Abstract

Dear Sir I read Weatherall's article, ‘Idiopathic trigeminal neuropathy may respond to greater occipital nerve block’, with interest (1). However, I disagree with the diagnosis of trigeminal neuropathy and instead suggest that the patient had referred paraesthesias from the greater occipital nerve or ‘greater occipital neuralgia’. The absence of decreased facial sensation, left occipital and left neck discomfort, and left greater occipital nerve tenderness are all consistent with greater occipital neuralgia and not consistent with trigeminal neuropathy, where there is typically hypaesthesia or anaesthesia in the distribution of the trigeminal nerve but not neck or occipital discomfort (2).
Sulfaro and Gobetti have reported a similar case of referred facial pain relieved by greater occipital nerve block (3). Kinney et al. describe a patient with hypaesthesia in portions of the right trigeminal distribution due to greater occipital neuralgia who then had transiently additional areas of hypaesthesia due to greater occipital block (4). I have seen (but not reported) a number of patients similar to Weatherall's with nuchal-occipital discomfort (and others with hemicranial pain) and cheek paraesthesias or subjective hypaesthesia resolving with an occipital nerve block. (In some cases, I have obtained magnetic resonance imaging scans of the brain and blood tests for collagen vascular disease with normal findings.)

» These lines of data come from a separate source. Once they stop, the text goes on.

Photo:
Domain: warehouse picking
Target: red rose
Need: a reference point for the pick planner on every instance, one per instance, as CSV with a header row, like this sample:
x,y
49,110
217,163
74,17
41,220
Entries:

Convergence of the C2 afferents which supplies the greater occipital nerve and trigeminal afferents on second-order neurons within the trigeminocervical complex is a functional connection that may explain referred facial paraesthesias (4, 5). I suspect that referred facial paraesthesias or subjective numbness, especially in the cheek, is a greatly underreported manifestation of greater occipital neuralgia, which is a diagnosis of exclusion with diagnostic testing as appropriate. Further reports would be of interest.